According to experts, the dam project threatens Lake Turkana – the world’s largest permanent desert lake – and disaster for the 300,000 people from tribes living along its shores.

Survival said Salini did not seek the consent of local people before building the dam, but claimed that an “artificial flood release” would compensate them for their losses. However, this promised flood never came and thousands of people now face starvation.

According to Survival, the region is one of the most important sites in early human evolution‚ and an area of exceptional biodiversity‚ with two World Heritage Sites and five national parks.
“The head of Kenya’s conservation agency said last week that the dam is unleashing “one of the worst environmental disasters you can imagine.”

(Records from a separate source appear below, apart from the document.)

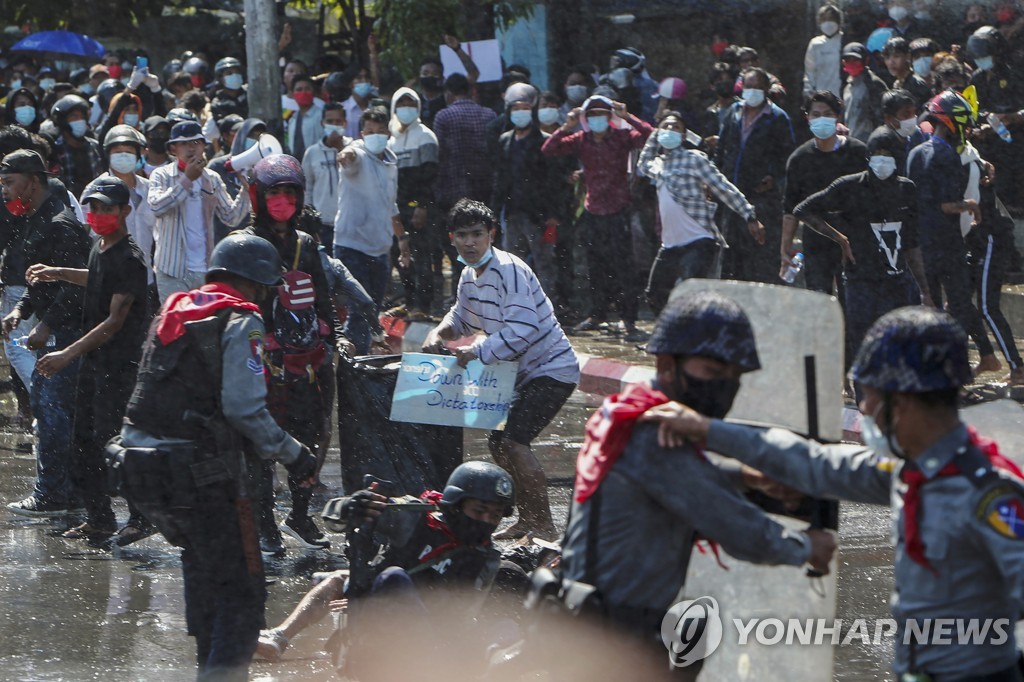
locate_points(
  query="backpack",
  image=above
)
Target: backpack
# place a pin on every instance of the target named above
(295, 347)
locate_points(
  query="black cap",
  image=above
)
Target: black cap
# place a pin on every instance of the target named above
(24, 161)
(185, 131)
(153, 122)
(108, 189)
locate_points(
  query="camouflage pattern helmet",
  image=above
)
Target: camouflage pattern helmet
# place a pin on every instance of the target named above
(706, 324)
(479, 480)
(915, 349)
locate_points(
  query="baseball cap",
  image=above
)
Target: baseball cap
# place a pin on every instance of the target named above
(185, 131)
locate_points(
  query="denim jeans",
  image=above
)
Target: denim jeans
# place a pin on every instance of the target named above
(696, 259)
(223, 583)
(19, 357)
(53, 408)
(373, 273)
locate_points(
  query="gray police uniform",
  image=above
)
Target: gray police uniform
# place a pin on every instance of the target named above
(243, 395)
(653, 500)
(973, 541)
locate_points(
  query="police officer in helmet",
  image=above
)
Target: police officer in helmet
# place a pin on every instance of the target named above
(639, 506)
(955, 501)
(201, 389)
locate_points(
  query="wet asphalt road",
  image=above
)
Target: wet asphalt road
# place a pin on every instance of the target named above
(72, 612)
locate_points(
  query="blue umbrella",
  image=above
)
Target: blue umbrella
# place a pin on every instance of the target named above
(61, 42)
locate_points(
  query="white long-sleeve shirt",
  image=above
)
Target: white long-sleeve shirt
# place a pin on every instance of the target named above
(507, 303)
(822, 65)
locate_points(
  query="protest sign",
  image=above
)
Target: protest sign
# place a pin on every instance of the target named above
(433, 389)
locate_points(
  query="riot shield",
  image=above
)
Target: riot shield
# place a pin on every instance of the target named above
(800, 341)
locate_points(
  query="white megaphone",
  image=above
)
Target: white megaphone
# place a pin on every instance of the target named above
(264, 146)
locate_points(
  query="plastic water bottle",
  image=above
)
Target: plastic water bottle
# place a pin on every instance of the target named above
(797, 264)
(999, 128)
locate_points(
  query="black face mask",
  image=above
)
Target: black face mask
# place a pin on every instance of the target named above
(468, 530)
(724, 88)
(712, 397)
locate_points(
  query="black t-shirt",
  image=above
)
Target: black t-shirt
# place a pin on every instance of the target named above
(120, 269)
(880, 217)
(810, 170)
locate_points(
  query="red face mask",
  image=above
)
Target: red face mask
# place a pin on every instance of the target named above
(281, 207)
(102, 223)
(853, 69)
(18, 206)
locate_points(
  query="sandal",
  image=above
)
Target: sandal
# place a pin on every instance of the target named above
(132, 534)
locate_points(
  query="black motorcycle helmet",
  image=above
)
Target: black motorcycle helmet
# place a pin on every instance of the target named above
(247, 256)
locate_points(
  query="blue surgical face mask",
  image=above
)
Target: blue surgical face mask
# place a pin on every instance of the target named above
(407, 115)
(670, 139)
(598, 124)
(547, 116)
(882, 166)
(521, 118)
(822, 127)
(79, 128)
(375, 143)
(484, 259)
(25, 115)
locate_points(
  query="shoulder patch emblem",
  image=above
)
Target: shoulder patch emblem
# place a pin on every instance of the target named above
(1003, 509)
(255, 364)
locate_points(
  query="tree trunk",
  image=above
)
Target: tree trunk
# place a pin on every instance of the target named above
(261, 52)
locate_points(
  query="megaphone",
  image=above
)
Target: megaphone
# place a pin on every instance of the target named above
(264, 146)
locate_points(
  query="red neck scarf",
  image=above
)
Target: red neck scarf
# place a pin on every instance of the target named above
(608, 431)
(199, 303)
(914, 478)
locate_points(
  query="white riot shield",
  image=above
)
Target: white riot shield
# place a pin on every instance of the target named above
(800, 341)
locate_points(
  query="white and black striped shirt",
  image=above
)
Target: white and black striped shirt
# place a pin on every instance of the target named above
(507, 303)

Stephen Corry of Survival international said “Salini has ignored crucial evidence‚ made false promises and ridden roughshod over the rights of hundreds of thousands of people.”

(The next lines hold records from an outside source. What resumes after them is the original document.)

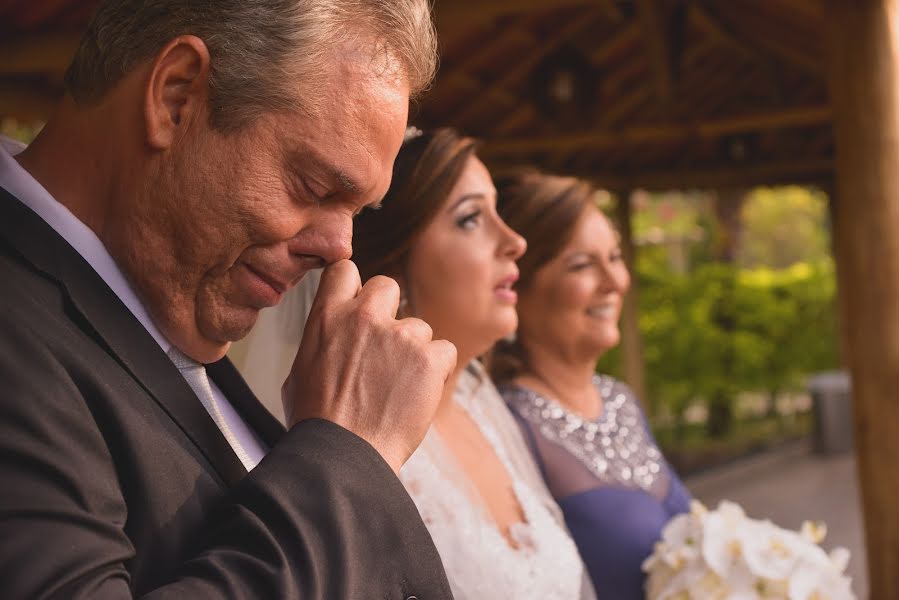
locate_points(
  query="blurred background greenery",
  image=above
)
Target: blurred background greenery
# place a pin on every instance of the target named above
(737, 308)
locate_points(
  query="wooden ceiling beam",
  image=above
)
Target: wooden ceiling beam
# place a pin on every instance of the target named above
(476, 104)
(38, 53)
(673, 132)
(784, 172)
(657, 40)
(810, 171)
(450, 13)
(24, 102)
(759, 45)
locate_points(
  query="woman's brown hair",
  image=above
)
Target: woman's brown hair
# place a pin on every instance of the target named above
(544, 209)
(424, 173)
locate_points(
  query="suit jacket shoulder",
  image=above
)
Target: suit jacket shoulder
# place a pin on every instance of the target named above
(118, 484)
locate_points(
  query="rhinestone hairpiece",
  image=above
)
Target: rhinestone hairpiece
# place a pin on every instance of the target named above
(412, 132)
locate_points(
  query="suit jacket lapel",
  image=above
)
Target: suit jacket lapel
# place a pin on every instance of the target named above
(108, 320)
(229, 380)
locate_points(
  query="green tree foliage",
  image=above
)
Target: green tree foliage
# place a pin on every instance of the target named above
(713, 330)
(782, 330)
(784, 226)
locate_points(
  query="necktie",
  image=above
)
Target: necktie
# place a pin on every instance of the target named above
(195, 375)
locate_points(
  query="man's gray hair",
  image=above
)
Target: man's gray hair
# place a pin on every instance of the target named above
(266, 55)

"Thousands are now facing starvation because Italy’s largest contractor‚ and one of its best known companies‚ didn’t think human rights were worth its time,” he said.

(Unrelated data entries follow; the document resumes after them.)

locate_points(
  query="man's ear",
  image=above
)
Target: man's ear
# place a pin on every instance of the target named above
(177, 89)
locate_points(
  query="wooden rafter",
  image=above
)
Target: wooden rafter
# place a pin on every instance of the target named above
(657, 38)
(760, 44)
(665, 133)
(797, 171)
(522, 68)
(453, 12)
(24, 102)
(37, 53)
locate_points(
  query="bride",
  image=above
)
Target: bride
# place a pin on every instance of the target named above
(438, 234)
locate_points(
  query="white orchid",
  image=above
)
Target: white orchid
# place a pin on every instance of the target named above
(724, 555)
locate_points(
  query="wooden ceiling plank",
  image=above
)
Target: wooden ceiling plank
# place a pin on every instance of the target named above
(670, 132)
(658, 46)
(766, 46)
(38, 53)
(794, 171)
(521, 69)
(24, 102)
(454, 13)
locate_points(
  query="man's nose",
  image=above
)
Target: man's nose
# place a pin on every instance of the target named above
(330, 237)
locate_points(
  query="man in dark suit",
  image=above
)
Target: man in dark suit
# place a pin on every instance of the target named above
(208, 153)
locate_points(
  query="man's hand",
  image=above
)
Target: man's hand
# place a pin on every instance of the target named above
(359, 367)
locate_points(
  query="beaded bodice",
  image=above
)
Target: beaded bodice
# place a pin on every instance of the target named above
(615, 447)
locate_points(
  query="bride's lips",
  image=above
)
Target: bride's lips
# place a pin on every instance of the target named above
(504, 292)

He said the real consequences of the Ethiopian government’s devastating policies for its country’s ’development’‚ which were “shamefully supported by western aid agencies like the UK’s DFID and USAID”‚ are plain for all to see.
Stealing people’s land and causing massive environmental destruction, he added, is not progress; it is a death sentence for tribal peoples.

Ethiopia has been facing massive protests from a number of international rights groups and environmental campaigners over the construction of the Gibe III dam project.

Groups like the International Rivers, Friends of Lake Turkana, The Oakland Institute, and other groups argued that no inclusive Environmental and Social Impact Assessment was made ahead of the construction and extensively campaigned for halt of the project.

According to the groups, Gibe III like those Gibe I and II diverts the flow of the Omo River in Ethiopia, which feeds 90% of Lake Turkana in Kenya and endangers the lake and tens of thousands of people from 17 ethnic groups who live in the Lower Omo Valley.

Despite huge pressure, Ethiopia however recently completed the Gibe which is the country’s second largest hydro power plant after the controversial Grand Ethiopian Renaissance Dam; the horn of Africa’s nation is building along the Nile River.

Gibe III, a 610 meter-long and 243 meter high roller-compacted concrete dam has power generation capacity of 1,870 Megawatt.

Ethiopia has dismissed allegations that its dam projects will cause environmental damage to populations in Ethiopia and Kenya.

Previously, Addis Ababa however said claims released by the rights groups are bogus. It further accused them of working for the interest of their western alleys.